I would not claim post-apocalyptic fiction is subtle most of the time. You take an inconceivably terrible event of some kind, which brings an end to the-world-as-we-know-it, and then you putter about the aftermath, bringing to fore this or that aspect of the world we left behind (often discussing in length the causes of the apocalypse and ways to prevent it). Survivors, as I explained in an earlier post, is particularly flagrant about this, but all post-apocalyptic works enjoy their own special brand of pathos. This is probably why we like reading them, after all! Atwood, however, takes this lack of subtlety to a new level. She creates a whole world, run by short-sighted idiots, and then she kills it through the self-same methods that allowed said idiots to run it. She does it through amazingly skilled prose, believable characters, fantasy-author level and beyond world building (this is meant as a compliment), and a great storyline. Make no mistake, they're eminently readable and enjoyable books.

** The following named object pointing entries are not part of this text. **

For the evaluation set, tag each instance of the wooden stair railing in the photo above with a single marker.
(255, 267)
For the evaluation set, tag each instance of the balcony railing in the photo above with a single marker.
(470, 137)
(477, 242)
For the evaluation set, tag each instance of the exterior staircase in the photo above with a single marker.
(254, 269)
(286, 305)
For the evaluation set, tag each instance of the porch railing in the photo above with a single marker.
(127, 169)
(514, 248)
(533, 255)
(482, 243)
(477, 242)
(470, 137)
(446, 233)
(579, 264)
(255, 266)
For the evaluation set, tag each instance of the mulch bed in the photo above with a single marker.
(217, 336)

But they are also pastiches. There is a certain point up to which you may write about evil corporations taking over the world before it becomes vaguely ludicrous (that point is crossed when they're called “Corpse Corps”). The horror/wonder of genetic modification can be discussed up to a certain extent, and then it just crosses over into “what the hell” land (Lamb-Lion splices for religious purposes is pretty much up there). The disparity between the rich and the poor, the well-educated and the “plebs” can be discussed at some length, but there has to be some leeway for regular, normal people as well (this point is crossed when every single feature of the 'pleeblands' is described as if from the eyes of someone who's watched 24/7 news coverage of gang warfare in the inner city and has extrapolated this to encompass everything that is not within a compound). Atwood's Earth is a living, breathing world, teetering on the edge of oblivion, and the fact she managed to pull that off is a testament to her skill as a writer. That notwithstanding, it ends up reading like a Kilgore Trout story delivered straight (or, as if Kilgore Trout was suddenly given the ability to write good prose, instead of just coming up with good ideas). Kilgore Trout, of course, being Kurt Vonnegut's famous science fiction writer, who in turn is modelled after Theodore Sturgeon.

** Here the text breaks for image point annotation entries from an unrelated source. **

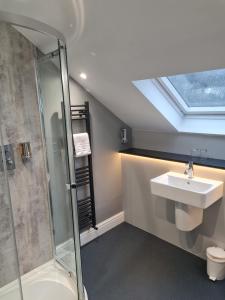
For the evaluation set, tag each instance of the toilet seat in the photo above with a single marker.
(216, 254)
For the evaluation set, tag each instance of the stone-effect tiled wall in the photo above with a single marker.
(19, 118)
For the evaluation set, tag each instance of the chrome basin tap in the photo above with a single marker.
(189, 171)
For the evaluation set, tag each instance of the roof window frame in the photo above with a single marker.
(176, 98)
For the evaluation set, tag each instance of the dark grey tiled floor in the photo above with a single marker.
(129, 264)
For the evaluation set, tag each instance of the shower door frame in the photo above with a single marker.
(29, 23)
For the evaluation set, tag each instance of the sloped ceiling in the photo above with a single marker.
(128, 40)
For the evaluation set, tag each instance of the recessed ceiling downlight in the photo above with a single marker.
(83, 75)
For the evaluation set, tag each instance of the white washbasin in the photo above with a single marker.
(198, 192)
(191, 196)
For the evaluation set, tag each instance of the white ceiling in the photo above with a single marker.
(117, 42)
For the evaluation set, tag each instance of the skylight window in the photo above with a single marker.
(201, 92)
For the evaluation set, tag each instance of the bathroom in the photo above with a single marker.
(103, 224)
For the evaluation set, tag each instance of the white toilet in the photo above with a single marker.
(215, 263)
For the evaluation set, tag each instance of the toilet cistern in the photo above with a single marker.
(189, 171)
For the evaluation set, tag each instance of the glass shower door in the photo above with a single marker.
(10, 285)
(55, 113)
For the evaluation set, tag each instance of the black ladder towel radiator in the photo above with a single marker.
(84, 174)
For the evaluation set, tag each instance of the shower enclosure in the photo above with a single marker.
(38, 211)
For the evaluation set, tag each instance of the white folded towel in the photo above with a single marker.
(81, 144)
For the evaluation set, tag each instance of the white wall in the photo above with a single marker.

I'm not so sure, though, that it is a pastiche of a post-apocalyptic novel. In fact, the post-apocalypse is every bit as serious and gritty as any other described. This pastiche/parody/over-the-topness is more a feature of the pre-apocalyptic world, her dystopian vision. Atwood's book asks us to consider the environment, consumerism, endangered species and genetic modification, and gives us a hypothetical and somewhat exaggerated extrapolation of what might happen if we continue following the trends she's perceived in the world. I wonder if this may be that can be termed a post-post modern book as well, and if it is in that case one of the first post-post modern works of post-apocalyptic fiction (I'd love to say post-post apocalyptic, but that might be reserved for book three ;). A fascinating, if very different, breed of books, nonetheless.